Monday, November 30, 2009

the snapped rope of the catapult



Michael Hurley - Ida Con Snock (listen) Michael Hurley is one of those grizzled coot burnout types from a famous band you've never heard anything by (Holy Modal Rounders, in his case) that I tend to enjoy, but I've never really latched onto it until this record. I suspect it might be the guys from Vetiver and the Devendra Banhart commune doing the subtle backup music, but really it was the mouth trumpet and sweetness in his version of "Valley of Tears" that got me. Close readers may recall that swamp pop titan Warren Storm's version got to me a while back.


But this is almost Robert Wyatt or Vic Chesnutt beautiful, which is a special kind of beautiful that you requires your wicked heart to pass though a clean room to get. I'll show you what I mean in a minute, but this popped up.

Ralph Shapey - Songs of Life (listen) I'd never heard of this composer until Alex Ross piece in this weekend's New Yorker, and I don't know upon listening if I've really heard it still. Playful, evocative, plink-plonk music that uses Ives as a trampoline to reach the lowest of the stars before bounding back. It reminds me of Lukas Foss, a composer that not enough people talk about; not impenetrable music, but you are going to have to chase it around the tree a couple of times before catching it.
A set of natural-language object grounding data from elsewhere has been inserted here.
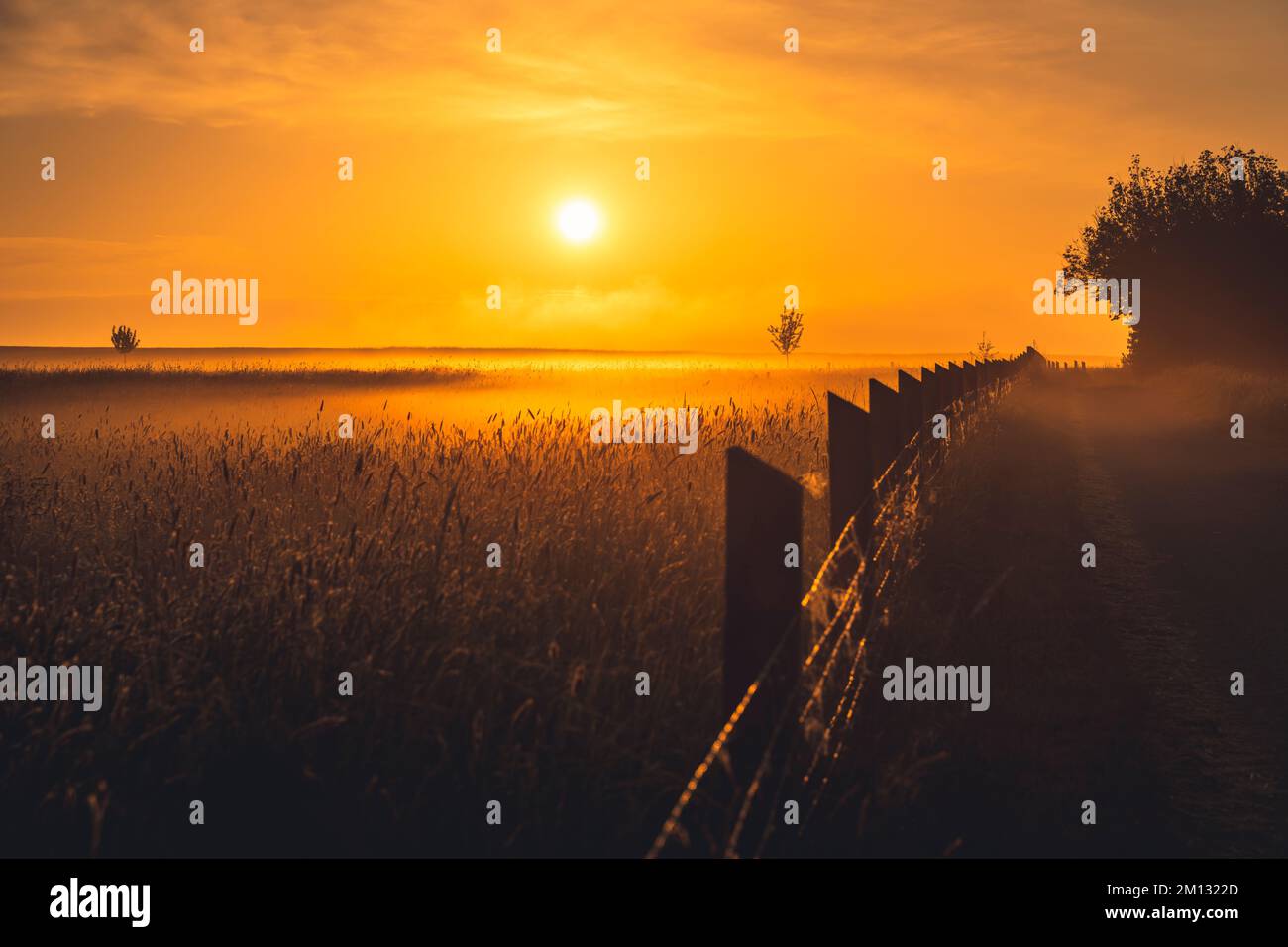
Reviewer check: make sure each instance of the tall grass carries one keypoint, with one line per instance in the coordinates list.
(368, 556)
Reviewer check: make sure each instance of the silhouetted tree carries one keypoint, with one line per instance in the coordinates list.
(1209, 241)
(984, 350)
(786, 337)
(125, 341)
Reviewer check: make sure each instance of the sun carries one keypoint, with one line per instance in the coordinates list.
(579, 221)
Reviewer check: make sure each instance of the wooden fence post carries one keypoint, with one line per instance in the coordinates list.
(910, 407)
(849, 470)
(956, 381)
(887, 425)
(763, 594)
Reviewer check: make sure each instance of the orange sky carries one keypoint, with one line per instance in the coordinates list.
(768, 167)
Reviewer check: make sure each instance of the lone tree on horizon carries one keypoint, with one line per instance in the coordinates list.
(1209, 241)
(786, 337)
(984, 350)
(125, 341)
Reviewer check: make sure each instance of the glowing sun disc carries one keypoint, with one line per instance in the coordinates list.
(579, 221)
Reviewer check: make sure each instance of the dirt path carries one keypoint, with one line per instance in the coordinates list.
(1111, 684)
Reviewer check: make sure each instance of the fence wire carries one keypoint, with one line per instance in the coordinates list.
(734, 809)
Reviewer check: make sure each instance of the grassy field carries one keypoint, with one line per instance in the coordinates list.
(366, 556)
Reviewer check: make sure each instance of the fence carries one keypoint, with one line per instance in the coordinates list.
(793, 661)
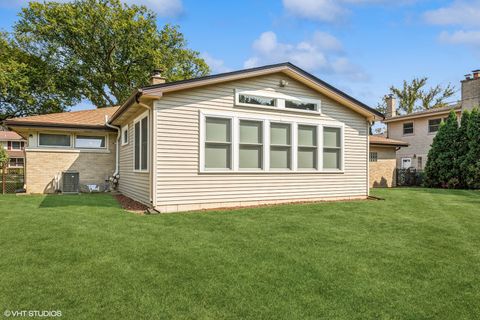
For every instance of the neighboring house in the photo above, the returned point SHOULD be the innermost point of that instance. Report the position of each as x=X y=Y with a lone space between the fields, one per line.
x=383 y=161
x=257 y=136
x=15 y=145
x=418 y=129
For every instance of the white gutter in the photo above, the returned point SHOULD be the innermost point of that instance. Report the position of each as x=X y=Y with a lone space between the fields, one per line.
x=117 y=146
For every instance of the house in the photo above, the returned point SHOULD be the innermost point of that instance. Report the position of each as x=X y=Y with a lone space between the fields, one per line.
x=15 y=145
x=419 y=128
x=263 y=135
x=383 y=161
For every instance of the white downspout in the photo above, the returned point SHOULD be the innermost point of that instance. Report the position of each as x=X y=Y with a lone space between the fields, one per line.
x=117 y=147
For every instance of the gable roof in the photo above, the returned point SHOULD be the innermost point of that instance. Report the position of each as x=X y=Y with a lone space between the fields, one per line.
x=287 y=68
x=85 y=119
x=425 y=113
x=9 y=136
x=379 y=140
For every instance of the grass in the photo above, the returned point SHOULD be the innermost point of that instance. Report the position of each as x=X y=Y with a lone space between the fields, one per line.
x=415 y=255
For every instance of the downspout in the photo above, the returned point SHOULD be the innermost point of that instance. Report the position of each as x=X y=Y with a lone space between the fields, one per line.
x=117 y=146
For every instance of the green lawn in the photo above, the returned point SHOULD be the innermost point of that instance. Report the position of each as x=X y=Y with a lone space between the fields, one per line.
x=415 y=255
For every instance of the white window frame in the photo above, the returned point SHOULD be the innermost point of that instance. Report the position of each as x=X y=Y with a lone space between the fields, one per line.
x=279 y=99
x=55 y=147
x=138 y=119
x=124 y=129
x=267 y=119
x=90 y=135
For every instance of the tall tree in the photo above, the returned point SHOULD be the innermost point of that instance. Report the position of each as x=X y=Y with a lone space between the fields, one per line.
x=29 y=85
x=441 y=169
x=105 y=47
x=414 y=96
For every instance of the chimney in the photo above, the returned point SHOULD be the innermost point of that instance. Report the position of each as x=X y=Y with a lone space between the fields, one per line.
x=156 y=77
x=471 y=91
x=391 y=106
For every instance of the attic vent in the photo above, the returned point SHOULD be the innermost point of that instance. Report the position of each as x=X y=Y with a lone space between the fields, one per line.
x=71 y=181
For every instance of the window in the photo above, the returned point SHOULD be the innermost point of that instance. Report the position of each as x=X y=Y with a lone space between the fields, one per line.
x=307 y=147
x=16 y=162
x=406 y=163
x=269 y=98
x=332 y=150
x=218 y=144
x=54 y=140
x=251 y=145
x=124 y=135
x=90 y=142
x=16 y=145
x=291 y=104
x=141 y=144
x=434 y=125
x=408 y=128
x=256 y=100
x=280 y=146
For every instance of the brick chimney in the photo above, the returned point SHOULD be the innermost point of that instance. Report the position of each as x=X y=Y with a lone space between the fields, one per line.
x=471 y=90
x=156 y=77
x=391 y=106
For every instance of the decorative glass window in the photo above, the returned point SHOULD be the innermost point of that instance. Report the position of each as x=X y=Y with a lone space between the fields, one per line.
x=408 y=128
x=90 y=142
x=141 y=144
x=218 y=144
x=54 y=140
x=124 y=135
x=251 y=145
x=16 y=162
x=332 y=148
x=300 y=105
x=280 y=146
x=256 y=100
x=307 y=147
x=434 y=125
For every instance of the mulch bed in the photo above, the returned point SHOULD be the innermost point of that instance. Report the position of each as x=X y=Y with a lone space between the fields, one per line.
x=130 y=204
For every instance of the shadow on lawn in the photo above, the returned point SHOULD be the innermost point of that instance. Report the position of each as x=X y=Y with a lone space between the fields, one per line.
x=81 y=200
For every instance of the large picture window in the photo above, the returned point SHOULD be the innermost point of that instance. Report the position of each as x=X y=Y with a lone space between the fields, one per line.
x=90 y=142
x=218 y=144
x=332 y=148
x=280 y=146
x=141 y=144
x=251 y=145
x=54 y=140
x=307 y=147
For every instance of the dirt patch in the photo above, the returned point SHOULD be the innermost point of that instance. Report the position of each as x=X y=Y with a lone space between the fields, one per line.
x=130 y=204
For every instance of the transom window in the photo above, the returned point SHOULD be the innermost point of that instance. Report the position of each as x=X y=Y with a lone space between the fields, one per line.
x=235 y=144
x=90 y=142
x=408 y=128
x=272 y=99
x=54 y=140
x=141 y=144
x=218 y=143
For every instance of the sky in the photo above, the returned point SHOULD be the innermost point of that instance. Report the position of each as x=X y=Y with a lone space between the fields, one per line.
x=359 y=46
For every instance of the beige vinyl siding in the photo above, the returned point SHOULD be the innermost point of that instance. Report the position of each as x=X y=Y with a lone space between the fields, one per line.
x=135 y=185
x=180 y=186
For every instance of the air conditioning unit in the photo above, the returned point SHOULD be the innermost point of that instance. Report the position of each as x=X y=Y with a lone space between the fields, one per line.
x=70 y=182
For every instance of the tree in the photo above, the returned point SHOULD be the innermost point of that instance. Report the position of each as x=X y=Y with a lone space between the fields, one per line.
x=413 y=96
x=29 y=85
x=463 y=147
x=441 y=169
x=471 y=162
x=106 y=48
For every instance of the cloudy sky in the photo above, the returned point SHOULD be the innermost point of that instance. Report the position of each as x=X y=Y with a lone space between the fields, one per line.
x=360 y=46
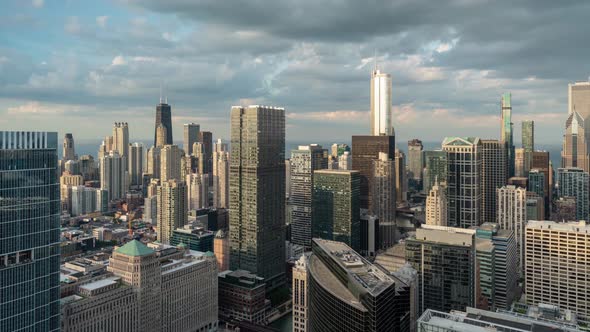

Various Artists - From Behind the Unreasoning Mask (listen) Or Earl Kim. No one ever talks about Earl Kim and his "Earthlight" is just one of the best things ever. This ancient Smithsonian Folkways recording of immediately forgotten American composers was one of my standby records when I was 18, 19. I wore out a cassette copy of it walking around the fog of my freshman year and had to bring my stereo home with me one laundry weekend so I could check the record back out from the Houma library and retape it. But man, "Earthlight" is so slight it hardly exists, like the fluffiest desert or the fleeting breeze of youth.


Harry Partch - "Dreamer that Remains: A Study in Loving" or Jesus Christ, this! This is one of my favorite pieces of music ever. EVER. Why haven't I looked for this on here before? I assumed it was lost to me. My back-burner-ed book of personal music essays that garnered a favorable reception at the reading a couple weeks ago should really bear this as a title, because this piece is the book's fulcrum; the snapped rope of the catapult. World's wilder than the song Beck did in tribute to the hobo/madman/genius composer a week or so ago in his website.